Reputation: 1139
I am struggling with getting the data I want and I am sure its very simple if you know how to use BS. I have been trying to get this right for hours without avail after reading the docs.
Currently my code outputs this in python:
[<td>0.32%</td>, <td><span class="neg color ">>-0.01</span></td>, <td>0.29%</td>, <td>0.38%</td>, <td><span class="neu">0.00</span></td>]
How would I just isolate the content of the td tags that do not contain the tags?
i.e. I would like to see 0.32%, 0.29%, 0.38% only.
Thank you.
import urllib2
from bs4 import BeautifulSoup
fturl = 'http://markets.ft.com/research/Markets/Bonds'
ftcontent = urllib2.urlopen(fturl).read()

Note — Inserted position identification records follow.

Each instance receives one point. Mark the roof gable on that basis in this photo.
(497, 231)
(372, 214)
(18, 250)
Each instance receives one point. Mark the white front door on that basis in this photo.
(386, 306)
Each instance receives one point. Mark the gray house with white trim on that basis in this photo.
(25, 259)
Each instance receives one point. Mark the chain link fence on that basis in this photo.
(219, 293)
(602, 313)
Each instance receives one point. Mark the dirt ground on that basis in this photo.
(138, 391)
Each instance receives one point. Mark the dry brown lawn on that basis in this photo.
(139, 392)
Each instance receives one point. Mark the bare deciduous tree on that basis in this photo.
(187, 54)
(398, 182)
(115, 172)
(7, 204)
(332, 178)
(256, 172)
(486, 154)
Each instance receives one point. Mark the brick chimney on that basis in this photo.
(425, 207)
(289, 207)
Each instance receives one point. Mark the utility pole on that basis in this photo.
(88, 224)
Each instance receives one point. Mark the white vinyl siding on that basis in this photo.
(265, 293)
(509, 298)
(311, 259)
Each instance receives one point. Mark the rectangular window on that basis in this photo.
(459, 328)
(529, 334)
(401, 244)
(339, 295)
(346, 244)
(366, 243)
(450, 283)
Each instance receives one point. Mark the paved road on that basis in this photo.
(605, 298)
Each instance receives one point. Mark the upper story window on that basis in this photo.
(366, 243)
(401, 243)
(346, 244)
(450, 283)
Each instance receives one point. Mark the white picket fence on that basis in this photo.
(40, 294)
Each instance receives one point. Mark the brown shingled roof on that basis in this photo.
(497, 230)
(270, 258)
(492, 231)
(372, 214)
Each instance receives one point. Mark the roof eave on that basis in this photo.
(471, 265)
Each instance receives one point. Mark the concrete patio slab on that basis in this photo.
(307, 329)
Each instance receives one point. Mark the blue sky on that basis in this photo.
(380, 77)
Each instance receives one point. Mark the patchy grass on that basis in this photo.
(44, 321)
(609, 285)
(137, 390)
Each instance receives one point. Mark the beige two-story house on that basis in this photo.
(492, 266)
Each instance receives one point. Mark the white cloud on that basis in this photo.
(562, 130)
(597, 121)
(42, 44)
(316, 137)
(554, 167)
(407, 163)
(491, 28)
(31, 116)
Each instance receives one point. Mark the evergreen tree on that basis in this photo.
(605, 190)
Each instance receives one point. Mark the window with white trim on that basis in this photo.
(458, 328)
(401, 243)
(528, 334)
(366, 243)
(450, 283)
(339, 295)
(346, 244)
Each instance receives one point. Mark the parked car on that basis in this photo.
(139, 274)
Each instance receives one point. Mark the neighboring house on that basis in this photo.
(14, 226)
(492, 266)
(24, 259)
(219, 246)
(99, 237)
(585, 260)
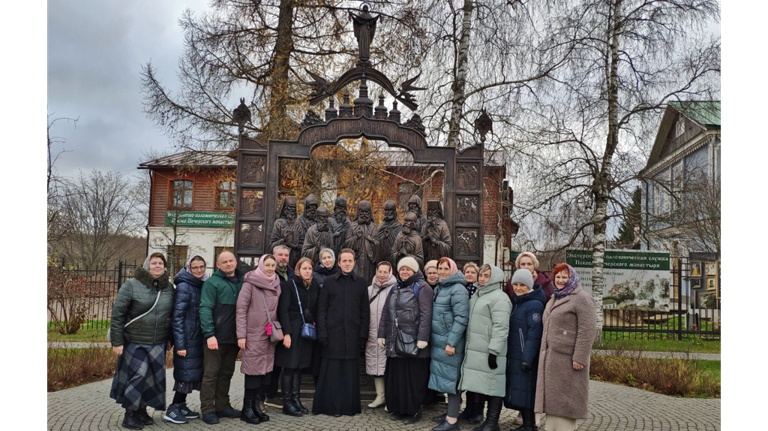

soup = BeautifulSoup(ftcontent)
ftdata = soup.find(name="div", attrs={'class':'wsodModuleContent'}).find_all(name="td", attrs={'class':''})
Upvotes: 0
Views: 188
Reputation: 16371
Is this ok solution for you:
html_txt = """<td>0.32%</td>, <td><span class="neg color">
>-0.01</span></td>, <td>0.29%</td>, <td>0.38%</td>,
<td><span class="neu">0.00</span></td>
"""
from bs4 import BeautifulSoup
soup = BeautifulSoup(html_txt)
print [tag.text for tag in soup.find_all('td') if tag.text.strip().endswith("%")]
output is:
[u'0.32%', u'0.29%', u'0.38%']
Upvotes: 2